GNSS Sensor Fusion Simulator zur autonomen Fahrzeugnavigation

Motivation Ziele

Die autonome Fahrzeug-Navigation ist derzeit immer noch sehr stark durch die technologischen Einschränkungen der absoluten Positionierung limitiert, da es in komplexen Umgebungen wie Garageneinfahrten oder Häuserschluchten durch Abschattungen und Reflexionen von Satellitensignalen zu ungenügenden Positionierungsgenauigkeiten kommt, bzw. die satellitengestützte Navigation völlig versagt.
Darauf abzielende aktuelle Ansätze der Wissenschaft durch Fusion von herkömmlichen GNSS Empfängern mit der konventionellen Fahrzeug Odometrie können, auf Grund des sich laufend akkumulierenden Fehlers der Rad-Sensorik, die Anforderungen des autonomen Fahrens in herausfordernden Umgebungen nicht erfüllen. Speziell für diese ungelöste Problematik der hoch genauen absoluten Positionierung ist es daher notwendig, in Grundlagenforschung mit alternativen Ansätzen zu investieren.

Heraus- forderung

In der automotiven Produktentwicklung gehört automatisiertes Fahren schon über Jahre hinweg zu den wesentlichen Innovationstreibern. Gesteigerte Verkehrssicherheit, Effizienz im Treibstoffverbrauch, bessere Ausnutzung der Infrastruktur, damit indirekt Klimaschutzvorteile und vor allem der Komfortfaktor sind nur einige Aspekte und bilden einen vielversprechenden Ausblick auf wegweisende technologische und wirtschaftliche Entwicklungen. Innovationssprünge in der Sensorik und Rechentechnik leisten einen positiven Beitrag, auch wenn Zeitpläne für die Einführung des voll autonomen Fahrens laufend nach hinten verschoben werden –  ein Indiz für die Komplexität der Thematik und für die noch ungelösten Forschungsfragen.
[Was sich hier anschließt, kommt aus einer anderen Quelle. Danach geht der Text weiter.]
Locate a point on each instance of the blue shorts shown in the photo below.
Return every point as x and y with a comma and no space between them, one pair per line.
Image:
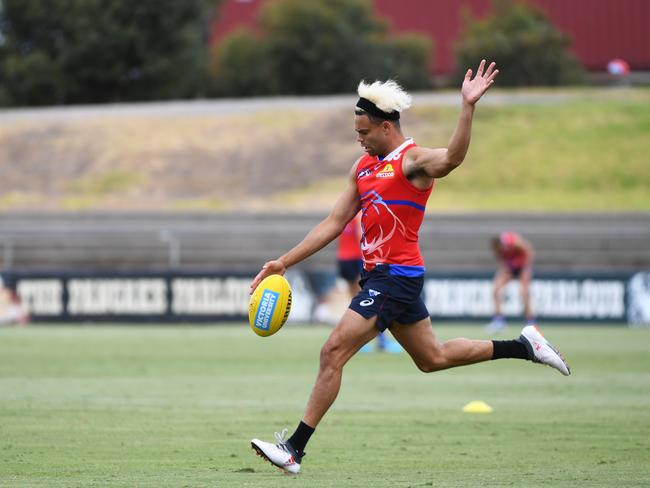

Vor diesem Hintergrund ist die Initiative von JOANNEUM RESEARCH zu sehen, einen Schwerpunkt auf das Thema ‚Hochautomatisiertes Fahren‘ zu setzen und damit – basierend auf den hohen forscherlichen Kompetenzen – einen wesentlichen Beitrag zu den gestarteten und geplanten Aktivitäten in Österreich zu liefern.

Im Rahmen des vorgestellten Projektvorhabens soll ein innovativer Lösungsansatz entwickelt werden, der unter Einbeziehung von Echtzeitinformation in 3D eine Prädiktion von schwachen Satellitensignalen und damit deren Empfang unter schwierigsten Bedingungen ermöglichen soll. Durch Fusion mit Methoden der relativen Positionierung soll dabei noch eine weitere Steigerung der Positionsgenauigkeit und -verfügbarkeit erreicht werden.

Förder- geber

Gefördert vom Bundesministerium für Verkehr, Innovation und Technologie im Rahmen der Förderungsvereinbarung 2017-2018.